Focus Turns to Hubble Space Telescope Repair Mission
Posted on: Sunday, 15 June 2008, 15:00 CDT
CAPE CANAVERAL -- The space shuttle Discovery touched down safely Saturday, ending a 14-day International Space Station construction job and clearing the way for a major mission to repair and augment the Hubble Space Telescope.
Planned repairs and additions to Hubble, scheduled for October, "will bring it to the apex of its scientific ability," said Michael Weiss, NASA deputy program technical manager for the Hubble program at NASA's Goddard Space Flight Center in Maryland.
Astronauts will try to repair two Hubble cameras that have lost their power supplies.
Fixing those cameras coupled with two new ones that will be attached to the orbiting telescope will give the Hubble "an extraordinary capability," Weiss said.
The new batteries and gyroscopes will extend Hubble's life for at least five years.

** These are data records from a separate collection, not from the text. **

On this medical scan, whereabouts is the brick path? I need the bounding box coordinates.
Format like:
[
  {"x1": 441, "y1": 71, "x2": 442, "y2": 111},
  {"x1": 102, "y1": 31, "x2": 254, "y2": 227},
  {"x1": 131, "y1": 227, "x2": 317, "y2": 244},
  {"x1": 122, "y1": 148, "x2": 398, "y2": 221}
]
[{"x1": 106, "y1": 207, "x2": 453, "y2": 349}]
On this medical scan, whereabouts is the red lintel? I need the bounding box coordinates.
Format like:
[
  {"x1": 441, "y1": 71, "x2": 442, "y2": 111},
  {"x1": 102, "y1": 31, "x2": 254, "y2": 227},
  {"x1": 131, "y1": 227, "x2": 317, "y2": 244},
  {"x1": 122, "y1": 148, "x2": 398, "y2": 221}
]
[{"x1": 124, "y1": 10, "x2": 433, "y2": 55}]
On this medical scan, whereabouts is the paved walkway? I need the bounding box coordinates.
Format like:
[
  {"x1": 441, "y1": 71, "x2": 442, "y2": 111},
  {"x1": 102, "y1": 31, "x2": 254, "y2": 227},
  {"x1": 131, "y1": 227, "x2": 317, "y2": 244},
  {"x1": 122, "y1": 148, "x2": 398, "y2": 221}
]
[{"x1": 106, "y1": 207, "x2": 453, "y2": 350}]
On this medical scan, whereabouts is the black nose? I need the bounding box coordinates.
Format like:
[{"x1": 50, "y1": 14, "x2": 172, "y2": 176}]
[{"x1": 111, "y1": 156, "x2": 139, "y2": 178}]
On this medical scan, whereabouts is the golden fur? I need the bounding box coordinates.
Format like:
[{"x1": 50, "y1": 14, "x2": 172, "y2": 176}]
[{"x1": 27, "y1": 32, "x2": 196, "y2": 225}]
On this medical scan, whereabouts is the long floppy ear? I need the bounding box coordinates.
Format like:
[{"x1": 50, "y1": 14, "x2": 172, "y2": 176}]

Thermal blankets will help protect its sensitive parts.
New cameras will allow the telescope to get a wider, more distant and sharper view of objects, Weiss said.
"Everything is gearing up now," for Hubble, said NASA spokesman Allard Beutel. "From now on . . . it will be all Hubble, all the time."
Although the Discovery crew completed one of the biggest milestones in the construction of the International Space Station -- the delivery and installation of the Japanese Kibo science laboratory -- the mission will also be remembered for a more humorous event.
The Russian toilet aboard the space station went kaput a week before the shuttle blasted off and technicians had to rush a replacement pump to Florida where it was put aboard the shuttle for a special delivery.
A Russian cosmonaut installed the pump -- one that disposes of urine -- which was a great relief to the three male astronauts aboard the space station. The part of the toilet that handles solid waste was fine, NASA officials said.
The 37-foot-long Kibo -- Japanese for "hope" -- is the biggest addition to the space station and will allow the National Aeronautics and Space Administration and its international partners to assign six scientist/astronauts to the space station instead of the current three crew members.
"We are really glad to be involved in making the space station a bigger and more capable place," shuttle commander Mark Kelly said, as he completed a tour of the shuttle after the crew landed on schedule at 11:15 a.m.